Apesar de sua agenda sempre tomada, dr. Lutero se dispôs a nos conceder uma rápida entrevista. Reconhecido
amplamente como teólogo, professor, pregador, escritor, tradutor da Bíblia e
reformador, sua vida e obra ocupam o centro das atenções em todo o mundo em
2017, com a celebração dos 500 anos da Reforma. No dia 31 de outubro, há meio
milênio, vieram a público suas famosas 95 teses contra o comércio das cartas de
indulgência autorizado pela Igreja.
Para ele, o genuíno arrependimento diário e o discipulado coerente com o
Evangelho jamais poderiam ser substituídos por compensações financeiras.

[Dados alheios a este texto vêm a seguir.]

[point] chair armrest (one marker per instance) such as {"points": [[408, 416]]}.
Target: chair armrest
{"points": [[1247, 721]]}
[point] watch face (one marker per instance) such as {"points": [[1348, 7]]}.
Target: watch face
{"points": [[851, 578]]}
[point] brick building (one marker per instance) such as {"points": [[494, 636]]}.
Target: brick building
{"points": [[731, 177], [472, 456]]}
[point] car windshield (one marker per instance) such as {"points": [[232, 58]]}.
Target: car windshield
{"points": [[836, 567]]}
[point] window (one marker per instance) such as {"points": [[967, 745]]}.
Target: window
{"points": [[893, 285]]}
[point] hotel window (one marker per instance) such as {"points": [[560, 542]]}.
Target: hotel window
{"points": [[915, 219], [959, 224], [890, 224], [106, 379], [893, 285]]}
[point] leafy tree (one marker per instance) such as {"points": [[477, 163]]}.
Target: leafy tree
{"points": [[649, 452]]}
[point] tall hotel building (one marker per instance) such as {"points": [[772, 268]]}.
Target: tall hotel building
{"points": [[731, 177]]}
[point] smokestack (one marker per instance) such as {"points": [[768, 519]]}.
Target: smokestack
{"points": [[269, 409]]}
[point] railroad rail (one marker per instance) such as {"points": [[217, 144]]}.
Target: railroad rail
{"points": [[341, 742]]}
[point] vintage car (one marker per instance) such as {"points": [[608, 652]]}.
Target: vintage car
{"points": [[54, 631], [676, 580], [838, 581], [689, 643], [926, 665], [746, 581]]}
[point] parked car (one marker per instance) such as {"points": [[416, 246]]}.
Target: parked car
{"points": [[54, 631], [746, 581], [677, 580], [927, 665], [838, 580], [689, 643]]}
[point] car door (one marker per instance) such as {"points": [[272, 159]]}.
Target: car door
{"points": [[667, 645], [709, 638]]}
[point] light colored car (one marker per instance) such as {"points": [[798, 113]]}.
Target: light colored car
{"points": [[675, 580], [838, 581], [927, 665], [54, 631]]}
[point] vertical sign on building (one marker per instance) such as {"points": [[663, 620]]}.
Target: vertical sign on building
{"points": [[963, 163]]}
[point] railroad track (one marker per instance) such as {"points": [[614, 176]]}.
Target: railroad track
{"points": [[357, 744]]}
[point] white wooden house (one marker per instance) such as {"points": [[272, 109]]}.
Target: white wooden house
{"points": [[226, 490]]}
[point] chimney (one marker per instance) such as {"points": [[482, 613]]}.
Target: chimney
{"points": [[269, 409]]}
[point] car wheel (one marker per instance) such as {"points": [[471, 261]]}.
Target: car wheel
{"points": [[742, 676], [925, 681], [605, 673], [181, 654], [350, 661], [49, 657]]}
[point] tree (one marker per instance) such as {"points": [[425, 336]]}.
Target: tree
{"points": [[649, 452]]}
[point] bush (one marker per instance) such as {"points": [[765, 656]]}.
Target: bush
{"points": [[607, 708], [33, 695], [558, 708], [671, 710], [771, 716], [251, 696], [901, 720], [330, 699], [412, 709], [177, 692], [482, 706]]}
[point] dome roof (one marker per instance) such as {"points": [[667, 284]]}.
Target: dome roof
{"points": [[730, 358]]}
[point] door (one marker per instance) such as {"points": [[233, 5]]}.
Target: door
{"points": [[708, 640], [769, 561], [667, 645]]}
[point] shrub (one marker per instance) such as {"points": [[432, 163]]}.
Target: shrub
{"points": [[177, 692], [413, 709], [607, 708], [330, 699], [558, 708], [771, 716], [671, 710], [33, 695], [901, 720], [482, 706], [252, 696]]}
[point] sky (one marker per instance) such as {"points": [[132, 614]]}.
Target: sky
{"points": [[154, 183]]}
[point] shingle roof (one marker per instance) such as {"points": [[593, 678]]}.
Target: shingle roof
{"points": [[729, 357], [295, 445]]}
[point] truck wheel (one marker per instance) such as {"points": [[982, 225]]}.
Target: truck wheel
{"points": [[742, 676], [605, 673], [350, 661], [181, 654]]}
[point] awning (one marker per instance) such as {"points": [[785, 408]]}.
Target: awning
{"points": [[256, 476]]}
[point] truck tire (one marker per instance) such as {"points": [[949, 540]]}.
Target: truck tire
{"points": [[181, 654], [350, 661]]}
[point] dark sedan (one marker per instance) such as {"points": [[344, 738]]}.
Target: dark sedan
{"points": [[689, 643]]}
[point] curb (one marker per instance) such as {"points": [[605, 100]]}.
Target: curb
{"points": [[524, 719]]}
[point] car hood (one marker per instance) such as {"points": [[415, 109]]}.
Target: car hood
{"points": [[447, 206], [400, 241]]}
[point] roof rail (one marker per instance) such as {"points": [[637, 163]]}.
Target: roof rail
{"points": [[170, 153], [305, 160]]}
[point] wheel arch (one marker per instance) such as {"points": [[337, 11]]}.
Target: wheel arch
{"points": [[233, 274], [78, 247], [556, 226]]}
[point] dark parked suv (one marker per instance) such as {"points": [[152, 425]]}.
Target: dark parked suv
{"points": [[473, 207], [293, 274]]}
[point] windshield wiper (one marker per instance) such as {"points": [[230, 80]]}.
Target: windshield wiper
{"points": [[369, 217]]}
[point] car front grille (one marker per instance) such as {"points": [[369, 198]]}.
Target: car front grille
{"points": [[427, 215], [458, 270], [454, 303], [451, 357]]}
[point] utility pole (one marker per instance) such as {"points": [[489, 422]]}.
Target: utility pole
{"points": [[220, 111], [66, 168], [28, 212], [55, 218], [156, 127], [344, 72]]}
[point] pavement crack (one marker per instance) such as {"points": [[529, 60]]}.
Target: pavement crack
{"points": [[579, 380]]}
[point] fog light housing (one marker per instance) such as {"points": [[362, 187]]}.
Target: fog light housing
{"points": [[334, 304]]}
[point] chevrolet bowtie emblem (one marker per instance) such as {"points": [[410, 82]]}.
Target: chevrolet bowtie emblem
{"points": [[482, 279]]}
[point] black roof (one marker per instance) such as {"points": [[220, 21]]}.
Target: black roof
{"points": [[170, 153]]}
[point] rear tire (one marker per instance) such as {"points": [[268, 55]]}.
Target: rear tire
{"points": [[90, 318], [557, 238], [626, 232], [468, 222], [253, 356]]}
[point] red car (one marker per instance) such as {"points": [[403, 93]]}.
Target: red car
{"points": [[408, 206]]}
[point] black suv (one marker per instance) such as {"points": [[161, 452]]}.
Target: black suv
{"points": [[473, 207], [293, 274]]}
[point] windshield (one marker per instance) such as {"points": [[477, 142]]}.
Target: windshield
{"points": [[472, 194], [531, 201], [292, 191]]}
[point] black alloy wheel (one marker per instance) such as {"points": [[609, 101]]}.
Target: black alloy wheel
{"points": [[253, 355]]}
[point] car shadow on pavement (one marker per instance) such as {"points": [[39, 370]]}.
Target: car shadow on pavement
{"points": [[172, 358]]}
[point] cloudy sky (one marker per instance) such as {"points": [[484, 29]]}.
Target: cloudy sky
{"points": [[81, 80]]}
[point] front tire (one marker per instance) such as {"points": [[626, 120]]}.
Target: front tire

Tamanho foi o impacto de sua denúncia profética que o 31 de outubro ficou
consagrado como o Dia da Reforma.
Lutero deixou claro que está muito preocupado com o teor das
celebrações, com o que será promovido e anunciado neste jubileu. Condicionou a
publicação de sua entrevista a que divulgássemos expressamente a sua ressalva em relação a si mesmo, sua vida e suas
ideias. Ele não quer que valorizemos em demasia suas palavras, já que não traz
receitas prontas para os nossos problemas e desafios: “Queria que todos os meus
livros fossem sepultados e esquecidos para sempre, para dar lugar a outros
melhores”. Disse que foi alguém do seu tempo e para o seu tempo. Nós, de nossa
parte – insistiu Lutero –, deveríamos olhar com atenção para a nossa época e
lugar, muito diferentes de quando e onde ele viveu, há cinco séculos, na Europa. Nós, pessoas cristãs do século XXI, não podemos transferir
a responsabilidade de viver conforme o Evangelho, de falar e agir na
perspectiva do reino de Deus. E arrematou: “Aproveitem a Palavra de Deus e sua
graça enquanto estão aí, pois elas são como chuva de verão, que não retorna ao
lugar por onde passou”.
Pergunta – Dr. Lutero, por que as 95
teses?
Lutero – Ao dizer: “Fazei
penitência”, em Mateus 4.17, nosso Senhor e Mestre Jesus Cristo quis que toda a
vida dos fiéis fosse de arrependimento. Deve-se pregar com muita cautela sobre
as indulgências apostólicas, para que o povo não as julgue erroneamente como
preferíveis às demais boas obras de amor. Deve-se ensinar aos cristãos que,
dando ao pobre ou emprestando ao necessitado, procedem melhor do que se
comprassem indulgências. Ocorre que através da obra de amor cresce o amor e a
pessoa se torna melhor, ao passo que com as indulgências ela não se torna
melhor. Deve-se ensinar aos cristãos que quem vê um carente e o negligencia
para gastar com indulgências obtém para si não as indulgências do papa, mas a
ira de Deus. Deve-se ensinar aos cristãos que, se não tiverem bens em
abundância, devem conservar o que é necessário para sua casa e de forma alguma
desperdiçar dinheiro com indulgências. O verdadeiro tesouro da Igreja
é o santíssimo Evangelho da glória e da graça de Deus.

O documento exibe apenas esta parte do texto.